There’s no good reason for them to have been separate aspects of working with cards other than simple history: we added color coding many months after we added tags.
Originally we expected color coding to be used in a limited way only: to highlight a few cards on a crowded board that needed special attention.
We had a limited set of 7 light pastels that were chosen to be “color-safe”, i.e. appropriate for use by color-blind people.
Over time, however, we found that people were using color coding a lot more than we had anticipated, and that in fact they were using colors as an alternative to regular tags.

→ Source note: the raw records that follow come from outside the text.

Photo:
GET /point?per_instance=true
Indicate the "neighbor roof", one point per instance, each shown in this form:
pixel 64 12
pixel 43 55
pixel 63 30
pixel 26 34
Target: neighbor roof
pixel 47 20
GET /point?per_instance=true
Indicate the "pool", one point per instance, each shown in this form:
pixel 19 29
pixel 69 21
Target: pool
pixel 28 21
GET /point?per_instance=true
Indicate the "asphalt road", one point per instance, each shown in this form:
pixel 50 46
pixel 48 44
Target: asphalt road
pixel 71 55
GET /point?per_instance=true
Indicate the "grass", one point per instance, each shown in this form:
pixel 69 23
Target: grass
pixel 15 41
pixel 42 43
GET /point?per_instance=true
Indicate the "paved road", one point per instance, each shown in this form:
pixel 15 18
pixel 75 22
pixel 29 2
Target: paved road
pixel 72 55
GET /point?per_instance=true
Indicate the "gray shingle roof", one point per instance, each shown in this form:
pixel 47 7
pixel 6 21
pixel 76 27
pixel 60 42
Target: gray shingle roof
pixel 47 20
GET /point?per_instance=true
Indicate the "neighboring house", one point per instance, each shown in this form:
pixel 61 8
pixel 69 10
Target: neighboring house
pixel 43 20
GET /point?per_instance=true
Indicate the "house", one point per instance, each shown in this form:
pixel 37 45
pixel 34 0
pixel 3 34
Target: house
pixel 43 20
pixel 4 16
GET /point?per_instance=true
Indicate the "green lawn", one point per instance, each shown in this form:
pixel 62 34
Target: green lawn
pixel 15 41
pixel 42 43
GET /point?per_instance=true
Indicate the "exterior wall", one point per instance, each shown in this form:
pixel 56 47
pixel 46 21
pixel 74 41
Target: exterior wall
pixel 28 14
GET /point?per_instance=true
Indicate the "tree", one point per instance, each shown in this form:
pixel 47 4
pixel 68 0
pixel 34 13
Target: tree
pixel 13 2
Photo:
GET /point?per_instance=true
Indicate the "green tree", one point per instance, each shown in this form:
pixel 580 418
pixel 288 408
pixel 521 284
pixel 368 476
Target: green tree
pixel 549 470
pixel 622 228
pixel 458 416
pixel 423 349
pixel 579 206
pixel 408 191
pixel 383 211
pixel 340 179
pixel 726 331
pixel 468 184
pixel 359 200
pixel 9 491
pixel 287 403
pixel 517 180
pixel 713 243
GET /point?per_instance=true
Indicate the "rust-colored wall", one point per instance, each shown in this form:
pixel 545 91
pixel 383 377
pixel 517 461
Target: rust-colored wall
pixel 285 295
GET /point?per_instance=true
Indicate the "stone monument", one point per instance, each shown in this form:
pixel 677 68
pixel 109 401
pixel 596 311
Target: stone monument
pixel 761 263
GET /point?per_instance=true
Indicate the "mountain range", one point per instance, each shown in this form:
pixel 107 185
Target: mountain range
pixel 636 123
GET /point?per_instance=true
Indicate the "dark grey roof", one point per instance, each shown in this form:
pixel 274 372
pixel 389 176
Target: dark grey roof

And that was true for the Kerika team as well: we have a “bug” tag that we use to track all work related to defects, but some of us also like to use the red color to highlight cards related to bugs.
And while we could readily agree on the symbolic meaning of a few colors, e.g. Red as indicating something critical or broken, we couldn’t agree on the names or meanings of all the colors.
So, this obviously wasn’t a sustainable path for us: if colors and labels were simply alternative ways of managing your view of a large board, and for collating work across multiple boards, then clearly colors and tags needed to come together as a single concept.
And that’s what we have done with our latest release: colors and tags are now the same thing — all colors have names, all tags can have colors.
Here’s what your Kerika boards will look like, with the new way of showing tags:
A couple of points to note:
- All your old tags are preserved with this change, so you don’t have to go back and fiddle with any of your old boards.
- We will show more than one tag on a card at a time; this will make it easier to visually scan a large board.
The dialog for managing your board’s tags has also been updated, to reflect the new merger of tags and colors:
When you add a new tag, you have to use a different label from the ones you are currently using: as before, duplicate tags are not allowed.
And the same goes for colors: when you add a new tag, you can’t use a color that is already associated with a label, which means tags have unique colors.
One unique benefit we have added, along with this merger of tags and colors, is the ability to merge tags together.
Let’s say you had been using a tag called “bug” (if you are working on a software project). Some of your colleagues have been using a different tag called “defect”.
You decide that these two tags really reflect the same underlying concept — they are both being used to highlight problems with your software project — so it makes sense to merge these two tags together.
There used to be no easy way of doing this in the past, but now there is:
- You can merge tags by renaming one of them, e.g. renaming “bug” to “defect” will cause the system the ask if you want to merge “bug” and “defect” together to be same tag.
- You can also merge tags by recoloring on of them, e.g. by changing the color of the “bug” tag to be the same color as the “defect” tag will cause the system to ask if you want to merge these two tags.